It's no secret that Apple is one of the few hottest companies in the world right now. Their products are praised around the globe, and they are declared as a leader in design and innovation.
So it makes sense that some smart financial folks on Wall Street have Apple pegged to do some serious damage in China, and I think they could dominate. However, I think they must be careful about how they do this, as expanding too fast could be dangerous.
That said, China is a gold mine for Apple; this is true for all companies. The country is developing quickly and dripping with opportunity, and if a brand isn't present in China, its future is certainly questionable (yup, we're talking about Google).
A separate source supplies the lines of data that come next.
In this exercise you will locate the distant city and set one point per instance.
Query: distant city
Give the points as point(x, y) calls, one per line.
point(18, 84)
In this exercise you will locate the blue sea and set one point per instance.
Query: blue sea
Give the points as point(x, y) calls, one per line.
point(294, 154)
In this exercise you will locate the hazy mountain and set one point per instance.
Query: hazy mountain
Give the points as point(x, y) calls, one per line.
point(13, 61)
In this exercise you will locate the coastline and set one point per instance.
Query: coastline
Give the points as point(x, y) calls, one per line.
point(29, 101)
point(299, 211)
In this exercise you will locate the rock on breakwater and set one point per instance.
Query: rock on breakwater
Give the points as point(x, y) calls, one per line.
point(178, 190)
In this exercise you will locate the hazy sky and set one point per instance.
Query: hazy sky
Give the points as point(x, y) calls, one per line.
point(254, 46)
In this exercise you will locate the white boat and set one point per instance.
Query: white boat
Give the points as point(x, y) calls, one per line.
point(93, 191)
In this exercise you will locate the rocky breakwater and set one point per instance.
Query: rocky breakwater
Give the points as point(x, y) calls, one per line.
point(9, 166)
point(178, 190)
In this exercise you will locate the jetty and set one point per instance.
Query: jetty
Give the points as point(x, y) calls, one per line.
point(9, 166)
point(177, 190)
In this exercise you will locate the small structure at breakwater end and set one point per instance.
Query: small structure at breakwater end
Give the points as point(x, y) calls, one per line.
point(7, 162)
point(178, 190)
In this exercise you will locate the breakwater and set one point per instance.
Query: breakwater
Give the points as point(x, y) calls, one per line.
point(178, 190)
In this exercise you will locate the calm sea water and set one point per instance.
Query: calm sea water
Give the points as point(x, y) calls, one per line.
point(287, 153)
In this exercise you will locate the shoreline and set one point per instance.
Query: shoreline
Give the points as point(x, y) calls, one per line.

That brings us back to Apple.
There is a distinct correlation between Apple stores and Apple market share. Over the past seven years, Apple has opened over 120 stores, and, with that, their market share grew by several percentage points.
This correlation is even more apparent in Western Europe, where over 30 stores were opened and market share grew from 1.5% to 5% within a few years. While appearing insignificant, these numbers huge in terms of growth — this is why we have Apple constantly breaking new all-time highs on Wall Street.
Good for Europe and America, but how many stores should Apple plan for China? Well, I believe Apple should open 12 additional stores: one for each of China's largest cities to serve as a test of market interest. That would add up to 100,000,000 potential consumers in those 12 cities alone — that is around a third of the entire U.S. population. Apple would then have a pretty decent idea of where to expand next.
It should be noted, however, that Apple already has two stores in China: one in Beijing and one in Shanghai. Furthermore, the company has plans to open 25 stores throughout China within the next two years.
Unfortunately, I think that is a mistake. I would have been much happier if they cut that number in half, and the reason is that there are many uncertainties about the Chinese and American economies (both of which rely on each other so heavily). The threat of an economic failure is still apparent, and political struggles are growing in both countries as well.
With that in mind, if Apple turns out to be a hit, it could have a dramatic impact on the competition.
For example, Microsoft is already heavily embedded in China, yet Microsoft operates at a loss with in the country. The reasoning for this is that Microsoft has been unable to adapt to Chinese consumer and enterprise behavior.
Apple, on the other hand, is a much smaller company with a more distinct focus — consumer electronics, mobile, and computer technology — and with those specific niches, Apple can better target their products for Chinese consumption. This could allow Apple to build up in China slowly, and eventually expand with better a much better understanding of Chinese culture.
Either way, Apple has a golden opportunity here. China is the market that every company in the world wants to be invested in, and I think it is time for Apple to make its presence felt. That said, Apple should tread lightly at first, as the Chinese market is a tricky place — American companies are struggling to adjust. But if Apple properly adapts, it could make the Apple investors very happy and very rich.